56 – Saúde Pública - Havendo depósito judicial por falta de tempo hábil para aquisição do medicamento ou produto com procedimento licitatório pelo poder público, antes de liberar o numerário é prudente, sempre que possível, que se exija da parte a apresentação prévia de três orçamentos.

57 – Saúde Pública - Em processo judicial no qual se pleiteia o fornecimento de medicamento, produto ou procedimento, é recomendável verificar se a questão foi apreciada pela Comissão Nacional de Incorporação de Tecnologias no SUS – CONITEC.

58 – Saúde Pública - Quando houver prescrição de medicamento, produto, órteses, próteses ou procedimentos que não constem em lista (RENAME /RENASES) ou protocolo do SUS, recomenda-se a notificação judicial do médico prescritor, para que preste esclarecimentos sobre a pertinência e necessidade da prescrição, bem como para firmar declaração de eventual conflito de interesse.

59 - Saúde Pública - As demandas por procedimentos, medicamentos, próteses, órteses e materiais especiais, fora das listas oficiais, devem estar fundadas na Medicina Baseada em Evidências.

60 – Saúde Pública - A responsabilidade solidária dos entes da Federação não impede que o Juízo, ao deferir medida liminar ou definitiva, direcione inicialmente o seu cumprimento a um determinado ente, conforme as regras administrativas de repartição de competências, sem prejuízo do redirecionamento em caso de descumprimento.

61- Saúde Pública - Proposta de alteração do enunciado n°4 da I Jornada - Os Protocolos Clínicos e Diretrizes Terapêuticas (PCDT) são elementos organizadores da prestação farmacêuticas, de insumos e de procedimentos, e não limitadores. Assim, no caso concreto, quando todas as alternativas terapêuticas previstas no respectivo PCDT já tiverem sido esgotadas ou forem inviáveis ao quadro clínico do paciente usuário do SUS, pelo princípio do art. 198, II, da CF, pode ser determinado judicialmente o fornecimento, pelo Sistema Único de Saúde, do fármaco, insumo ou procedimento não protocolizado.

62 - Saúde Suplementar -Para fins de cobertura assistencial, o conceito de urgência e emergência deve respeitar a definição legal contida no art. 35-C, Lei Federal 9.656/98.

63 – Saúde Suplementar -O deferimento de cirurgia bariátrica em tutela de urgência sujeita-se à observância das diretrizes constantes da Resolução CFM nº 1942/2010 e de outras normas que disciplinam a matéria.

64 - Saúde Suplementar -A atenção domiciliar não supre o trabalho do cuidador e da família, e depende de indicação clínica e da cobertura contratual.

65 - Saúde Suplementar -Não é vedada a intervenção de terceiros nas demandas que envolvam plano de saúde.

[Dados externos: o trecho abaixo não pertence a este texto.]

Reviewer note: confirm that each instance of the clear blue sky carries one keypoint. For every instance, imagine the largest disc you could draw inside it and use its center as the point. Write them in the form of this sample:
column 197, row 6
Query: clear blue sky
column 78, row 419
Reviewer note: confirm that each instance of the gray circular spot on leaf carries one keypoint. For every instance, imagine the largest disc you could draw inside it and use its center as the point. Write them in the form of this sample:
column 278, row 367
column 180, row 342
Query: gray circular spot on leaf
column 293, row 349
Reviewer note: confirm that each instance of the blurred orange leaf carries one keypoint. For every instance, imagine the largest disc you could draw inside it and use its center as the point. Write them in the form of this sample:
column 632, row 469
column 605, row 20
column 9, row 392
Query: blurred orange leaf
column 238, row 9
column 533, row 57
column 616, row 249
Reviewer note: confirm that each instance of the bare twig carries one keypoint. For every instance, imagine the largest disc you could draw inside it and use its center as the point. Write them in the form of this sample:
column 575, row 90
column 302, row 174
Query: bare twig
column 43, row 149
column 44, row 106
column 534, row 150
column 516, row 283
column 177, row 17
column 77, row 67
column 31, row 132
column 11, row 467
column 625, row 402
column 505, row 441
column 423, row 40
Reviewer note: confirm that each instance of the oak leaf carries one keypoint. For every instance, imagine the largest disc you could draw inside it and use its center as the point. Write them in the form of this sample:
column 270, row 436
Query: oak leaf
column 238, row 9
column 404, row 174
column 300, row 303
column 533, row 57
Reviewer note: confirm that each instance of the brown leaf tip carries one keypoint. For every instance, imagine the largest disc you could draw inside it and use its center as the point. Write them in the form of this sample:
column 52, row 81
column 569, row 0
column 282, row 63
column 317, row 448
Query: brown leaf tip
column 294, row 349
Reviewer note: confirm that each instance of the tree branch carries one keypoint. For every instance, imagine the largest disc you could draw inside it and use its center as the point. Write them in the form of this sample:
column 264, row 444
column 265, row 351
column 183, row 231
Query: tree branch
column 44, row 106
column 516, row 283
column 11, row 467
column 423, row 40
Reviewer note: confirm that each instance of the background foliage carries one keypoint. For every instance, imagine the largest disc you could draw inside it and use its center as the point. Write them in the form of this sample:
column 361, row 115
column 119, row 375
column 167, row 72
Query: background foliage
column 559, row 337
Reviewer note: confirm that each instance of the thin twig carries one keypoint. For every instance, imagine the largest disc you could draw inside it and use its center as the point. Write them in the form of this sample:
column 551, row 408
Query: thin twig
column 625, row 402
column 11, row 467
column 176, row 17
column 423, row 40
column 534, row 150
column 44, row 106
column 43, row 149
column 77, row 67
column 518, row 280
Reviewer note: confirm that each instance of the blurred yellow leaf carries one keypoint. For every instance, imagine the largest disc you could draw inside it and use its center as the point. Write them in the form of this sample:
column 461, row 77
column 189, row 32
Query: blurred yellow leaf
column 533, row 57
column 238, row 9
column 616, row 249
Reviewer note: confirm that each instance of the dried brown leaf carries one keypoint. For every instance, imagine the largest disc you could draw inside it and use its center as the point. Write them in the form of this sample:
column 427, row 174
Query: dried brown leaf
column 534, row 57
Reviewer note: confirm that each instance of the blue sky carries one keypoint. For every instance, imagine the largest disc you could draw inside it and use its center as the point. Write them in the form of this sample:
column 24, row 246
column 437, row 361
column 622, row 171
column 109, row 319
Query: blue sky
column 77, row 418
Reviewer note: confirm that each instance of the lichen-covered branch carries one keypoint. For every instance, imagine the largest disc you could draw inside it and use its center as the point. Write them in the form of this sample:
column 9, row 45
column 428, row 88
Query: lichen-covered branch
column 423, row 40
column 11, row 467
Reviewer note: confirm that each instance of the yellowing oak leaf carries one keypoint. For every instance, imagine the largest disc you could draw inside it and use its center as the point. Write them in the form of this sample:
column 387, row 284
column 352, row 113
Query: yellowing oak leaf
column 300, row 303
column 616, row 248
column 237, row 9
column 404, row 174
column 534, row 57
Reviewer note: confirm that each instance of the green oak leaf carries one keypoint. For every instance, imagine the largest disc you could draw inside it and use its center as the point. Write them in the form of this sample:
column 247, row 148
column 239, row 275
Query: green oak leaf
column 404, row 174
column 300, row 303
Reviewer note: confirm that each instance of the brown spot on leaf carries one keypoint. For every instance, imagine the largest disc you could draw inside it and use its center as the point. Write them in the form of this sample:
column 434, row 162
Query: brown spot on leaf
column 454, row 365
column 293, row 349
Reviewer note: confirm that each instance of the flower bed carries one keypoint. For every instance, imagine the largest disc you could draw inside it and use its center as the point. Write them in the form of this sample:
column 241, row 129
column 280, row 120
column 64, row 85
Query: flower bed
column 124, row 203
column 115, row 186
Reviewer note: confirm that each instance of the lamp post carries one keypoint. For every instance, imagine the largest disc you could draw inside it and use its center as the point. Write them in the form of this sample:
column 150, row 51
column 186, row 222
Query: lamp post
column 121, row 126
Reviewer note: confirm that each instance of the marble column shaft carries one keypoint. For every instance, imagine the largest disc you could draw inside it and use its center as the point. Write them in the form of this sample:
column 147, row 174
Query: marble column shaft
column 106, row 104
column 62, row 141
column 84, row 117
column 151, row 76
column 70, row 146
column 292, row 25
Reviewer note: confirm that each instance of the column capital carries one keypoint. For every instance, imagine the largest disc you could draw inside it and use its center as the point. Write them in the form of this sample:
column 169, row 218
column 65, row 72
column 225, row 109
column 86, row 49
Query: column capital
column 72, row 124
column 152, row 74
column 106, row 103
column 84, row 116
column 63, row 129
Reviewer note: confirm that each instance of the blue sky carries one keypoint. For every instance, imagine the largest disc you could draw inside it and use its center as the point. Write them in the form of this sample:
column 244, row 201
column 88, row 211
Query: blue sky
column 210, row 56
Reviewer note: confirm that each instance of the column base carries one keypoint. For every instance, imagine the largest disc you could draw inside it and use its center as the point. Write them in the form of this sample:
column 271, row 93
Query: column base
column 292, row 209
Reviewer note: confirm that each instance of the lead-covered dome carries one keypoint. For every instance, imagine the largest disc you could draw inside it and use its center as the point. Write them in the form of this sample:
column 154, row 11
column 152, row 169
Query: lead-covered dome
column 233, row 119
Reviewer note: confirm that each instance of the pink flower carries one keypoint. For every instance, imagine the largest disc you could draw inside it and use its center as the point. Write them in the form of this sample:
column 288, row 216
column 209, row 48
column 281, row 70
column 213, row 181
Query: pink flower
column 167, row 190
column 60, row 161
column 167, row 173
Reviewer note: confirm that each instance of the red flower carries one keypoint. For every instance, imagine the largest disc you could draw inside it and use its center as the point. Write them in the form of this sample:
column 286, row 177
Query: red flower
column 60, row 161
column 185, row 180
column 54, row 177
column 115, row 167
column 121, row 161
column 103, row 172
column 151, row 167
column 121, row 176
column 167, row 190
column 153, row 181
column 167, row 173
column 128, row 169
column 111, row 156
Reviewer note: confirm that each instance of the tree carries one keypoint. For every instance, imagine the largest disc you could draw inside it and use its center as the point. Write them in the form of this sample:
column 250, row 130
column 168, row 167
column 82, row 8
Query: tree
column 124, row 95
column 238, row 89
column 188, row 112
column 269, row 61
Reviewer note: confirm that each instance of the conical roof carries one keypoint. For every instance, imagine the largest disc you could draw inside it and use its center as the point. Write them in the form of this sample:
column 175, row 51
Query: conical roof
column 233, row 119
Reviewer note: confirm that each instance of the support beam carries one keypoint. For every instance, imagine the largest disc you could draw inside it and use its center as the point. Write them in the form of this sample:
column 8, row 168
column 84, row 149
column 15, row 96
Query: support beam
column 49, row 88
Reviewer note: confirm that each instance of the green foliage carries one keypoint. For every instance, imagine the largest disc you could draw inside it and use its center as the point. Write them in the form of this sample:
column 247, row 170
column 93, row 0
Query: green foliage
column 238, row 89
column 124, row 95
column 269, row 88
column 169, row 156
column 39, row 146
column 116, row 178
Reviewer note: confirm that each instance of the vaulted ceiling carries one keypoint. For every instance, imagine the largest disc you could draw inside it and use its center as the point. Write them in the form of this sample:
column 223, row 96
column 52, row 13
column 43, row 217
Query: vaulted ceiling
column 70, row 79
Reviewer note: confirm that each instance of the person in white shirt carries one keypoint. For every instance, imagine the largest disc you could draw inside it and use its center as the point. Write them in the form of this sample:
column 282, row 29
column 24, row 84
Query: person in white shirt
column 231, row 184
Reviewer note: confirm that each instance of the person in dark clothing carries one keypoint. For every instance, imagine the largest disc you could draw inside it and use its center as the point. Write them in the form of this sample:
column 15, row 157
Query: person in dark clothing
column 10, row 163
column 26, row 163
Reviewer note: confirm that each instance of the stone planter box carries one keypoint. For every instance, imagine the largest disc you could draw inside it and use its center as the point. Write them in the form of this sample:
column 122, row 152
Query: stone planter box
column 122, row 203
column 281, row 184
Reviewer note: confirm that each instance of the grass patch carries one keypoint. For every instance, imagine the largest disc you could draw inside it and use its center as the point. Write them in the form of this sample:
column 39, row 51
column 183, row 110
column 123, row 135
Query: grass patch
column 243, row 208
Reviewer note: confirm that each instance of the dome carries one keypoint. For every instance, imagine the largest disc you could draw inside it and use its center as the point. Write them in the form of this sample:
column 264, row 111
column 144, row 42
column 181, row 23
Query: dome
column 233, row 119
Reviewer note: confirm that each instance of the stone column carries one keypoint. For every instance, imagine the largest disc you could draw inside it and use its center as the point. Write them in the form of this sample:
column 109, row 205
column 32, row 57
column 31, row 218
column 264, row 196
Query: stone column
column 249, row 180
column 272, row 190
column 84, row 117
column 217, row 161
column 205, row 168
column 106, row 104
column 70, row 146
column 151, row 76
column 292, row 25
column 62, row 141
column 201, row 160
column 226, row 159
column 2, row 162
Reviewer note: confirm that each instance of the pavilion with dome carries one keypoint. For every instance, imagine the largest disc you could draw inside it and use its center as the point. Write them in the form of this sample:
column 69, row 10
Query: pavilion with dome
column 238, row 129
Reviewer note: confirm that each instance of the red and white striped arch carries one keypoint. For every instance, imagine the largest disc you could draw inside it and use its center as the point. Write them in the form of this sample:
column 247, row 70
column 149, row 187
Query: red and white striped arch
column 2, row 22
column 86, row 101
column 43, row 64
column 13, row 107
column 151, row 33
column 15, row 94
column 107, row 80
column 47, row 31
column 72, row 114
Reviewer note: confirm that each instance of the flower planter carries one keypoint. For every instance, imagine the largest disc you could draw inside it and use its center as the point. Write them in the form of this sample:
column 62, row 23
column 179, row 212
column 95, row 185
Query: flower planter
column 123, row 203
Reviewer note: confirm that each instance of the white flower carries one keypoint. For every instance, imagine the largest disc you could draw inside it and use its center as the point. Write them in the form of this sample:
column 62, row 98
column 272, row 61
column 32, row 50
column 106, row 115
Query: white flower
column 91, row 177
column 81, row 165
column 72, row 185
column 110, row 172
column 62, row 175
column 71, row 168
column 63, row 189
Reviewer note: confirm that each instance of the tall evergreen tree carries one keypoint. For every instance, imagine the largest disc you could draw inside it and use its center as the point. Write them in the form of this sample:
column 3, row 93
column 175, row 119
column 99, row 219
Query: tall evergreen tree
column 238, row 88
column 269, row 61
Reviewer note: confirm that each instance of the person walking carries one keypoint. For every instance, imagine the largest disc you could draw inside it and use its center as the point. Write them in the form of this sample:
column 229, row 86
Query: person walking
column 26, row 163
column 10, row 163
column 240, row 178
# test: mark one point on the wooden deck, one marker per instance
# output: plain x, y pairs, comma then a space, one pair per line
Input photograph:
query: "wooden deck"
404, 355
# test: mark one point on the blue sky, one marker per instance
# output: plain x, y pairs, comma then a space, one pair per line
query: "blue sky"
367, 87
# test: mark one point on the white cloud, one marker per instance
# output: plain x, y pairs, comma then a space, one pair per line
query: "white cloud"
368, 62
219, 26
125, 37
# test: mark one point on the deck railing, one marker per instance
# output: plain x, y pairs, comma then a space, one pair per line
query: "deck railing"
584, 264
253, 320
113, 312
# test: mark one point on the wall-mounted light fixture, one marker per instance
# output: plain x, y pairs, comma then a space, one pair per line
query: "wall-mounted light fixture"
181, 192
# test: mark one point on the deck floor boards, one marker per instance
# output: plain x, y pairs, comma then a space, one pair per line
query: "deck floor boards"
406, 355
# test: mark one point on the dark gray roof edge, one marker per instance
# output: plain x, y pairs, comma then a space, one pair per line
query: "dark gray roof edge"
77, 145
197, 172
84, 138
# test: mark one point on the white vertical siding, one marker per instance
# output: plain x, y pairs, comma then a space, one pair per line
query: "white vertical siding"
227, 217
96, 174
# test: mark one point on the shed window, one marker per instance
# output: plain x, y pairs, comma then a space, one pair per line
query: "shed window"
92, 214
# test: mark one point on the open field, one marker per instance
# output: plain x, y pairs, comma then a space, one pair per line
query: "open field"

66 – BioDireito - Poderá constituir quebra de confiança passível de condenação por dano, a recusa imotivada em fornecer cópia do prontuário ao próprio paciente ou seu representante legal ou contratual, após comprovadamente solicitado, por parte do profissional de saúde, clínica ou instituições hospitalares públicos ou privados.

67 – BioDireito - As informações constantes do receituário médico, para propositura de ação judicial, devem ser claras e adequadas ao entendimento do paciente, em letra legível, discriminando a enfermidade pelo nome e não somente por seu código na Classificação Internacional de Doenças – CID, assim como a terapêutica e a denominação genérica do medicamento prescrito.

68 – BioDireito - Os direitos reprodutivos correspondem ao conjunto de direitos básicos relacionados com o livre exercício da sexualidade e da reprodução humana.